The lexical implication of appropriation (to make one’s own) then implies a step before: a taking or borrowing. Is this step an expropriative step that we need to be cautious of as say we would be trespassing across a neighbour’s yard: the juridical violation of property ownership? Or with appropriation in the arts is the very notion of ownership already problematic? The arts have always had different rules in making and different criteria by which we evaluate them. However even in the arts, we must respect the sophistication of making, the logic, the intellect of makers outside of our localities. In our thirst for fantasy and wonder, we must disavow the subjugating suggestion of exoticisms. Isn’t this green Ecuadorean blanket on my couch as interesting with spaceships woven into its threads as its red counterpart with llamas? Yes under market pressure contemporary Ecuadorians continue to make objects for visitors longing for an ‘Incan’ past – or do they do so driven by the momentum of traditionalists? On a trip there so many years ago Quechuans I interviewed spoke of their desire to preserve some part of their culture, which had been targeted for eradication by the Catholic Church. So perhaps it is both? Yes and ten-fold over.

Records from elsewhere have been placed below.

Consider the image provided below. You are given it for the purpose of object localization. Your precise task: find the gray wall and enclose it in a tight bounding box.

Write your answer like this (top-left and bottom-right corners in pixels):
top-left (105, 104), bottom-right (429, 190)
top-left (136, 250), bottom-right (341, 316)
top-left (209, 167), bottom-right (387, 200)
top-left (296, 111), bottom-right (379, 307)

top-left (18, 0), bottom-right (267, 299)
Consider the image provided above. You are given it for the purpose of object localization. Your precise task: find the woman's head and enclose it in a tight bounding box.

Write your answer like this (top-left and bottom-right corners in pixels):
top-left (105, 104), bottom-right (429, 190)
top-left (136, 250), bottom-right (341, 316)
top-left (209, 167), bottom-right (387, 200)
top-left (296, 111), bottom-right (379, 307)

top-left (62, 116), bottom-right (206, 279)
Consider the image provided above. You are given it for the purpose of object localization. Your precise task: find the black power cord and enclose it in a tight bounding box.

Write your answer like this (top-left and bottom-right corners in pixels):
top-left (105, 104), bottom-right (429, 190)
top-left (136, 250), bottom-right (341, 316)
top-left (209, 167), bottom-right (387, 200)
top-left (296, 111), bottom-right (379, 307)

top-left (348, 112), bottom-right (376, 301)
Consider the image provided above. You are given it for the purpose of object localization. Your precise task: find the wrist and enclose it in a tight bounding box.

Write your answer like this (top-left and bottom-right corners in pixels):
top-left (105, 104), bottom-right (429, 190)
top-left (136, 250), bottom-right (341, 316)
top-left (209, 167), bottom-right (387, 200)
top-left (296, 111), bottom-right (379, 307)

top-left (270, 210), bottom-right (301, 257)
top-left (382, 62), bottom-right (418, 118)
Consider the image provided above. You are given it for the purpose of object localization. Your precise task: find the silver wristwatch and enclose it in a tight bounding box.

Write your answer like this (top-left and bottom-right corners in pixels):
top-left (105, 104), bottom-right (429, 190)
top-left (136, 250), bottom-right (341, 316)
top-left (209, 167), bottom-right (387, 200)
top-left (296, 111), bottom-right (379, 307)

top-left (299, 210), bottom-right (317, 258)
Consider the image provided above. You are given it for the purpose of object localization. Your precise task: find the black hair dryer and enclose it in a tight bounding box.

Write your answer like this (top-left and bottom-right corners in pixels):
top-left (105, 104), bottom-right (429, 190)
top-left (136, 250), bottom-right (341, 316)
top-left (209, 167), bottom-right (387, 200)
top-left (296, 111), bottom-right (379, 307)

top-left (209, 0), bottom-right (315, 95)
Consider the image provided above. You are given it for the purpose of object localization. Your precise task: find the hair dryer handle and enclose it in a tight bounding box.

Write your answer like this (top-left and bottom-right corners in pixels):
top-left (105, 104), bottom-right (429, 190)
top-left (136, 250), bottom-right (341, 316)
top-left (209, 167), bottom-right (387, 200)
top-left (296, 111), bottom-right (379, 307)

We must retain our discomfort while overstepping.

For Peter Mason the ‘exotic is never at home’. But for those of us curious about not always being at home, how do we navigate the dicey terrain of a world mauled by expropriators? For appropriation to continue – and it will and must – we must be aware of its potential to harbour ideological and repressive regimes; we must accommodate for the nostalgic past in other cultures and acknowledge their agency in a faster evolving present. Finally we must never be afraid to nurture our curiosity about other places, other people, and ways of living and making… and when we do find what we ache to understand, we attempt transparency – borrow from its formal logic, purchase it fairly, engage with its makers, and give acknowledgement to those artists and cultures outside of our own. We must be more careful in the West because of our historical misdeeds. Here I find I can only speak of what appropriators must do for as a colleague notes, there is just too much appropriation; often it is too under-theorized, and each situation so idiosyncratic – as we see even in the Durant and Schutz cases – that no formula can be applied when approached as a general ‘aerial’ subject. We must retain our discomfort while overstepping: on this line is where we will find possibility in the making and the remaking… locating and dislocating these dialogues in order to practice what the ancient Greeks called xenia: the invitation of the strange(r) into our ever evolving homes.

Main image: Detail from a marketing image used by the Musée de Quai Branly, Paris for their recent show ‘Picasso Primitif’

Andrianna Campbell is a doctoral candidate in Art History at the CUNY Graduate Center, New York, USA.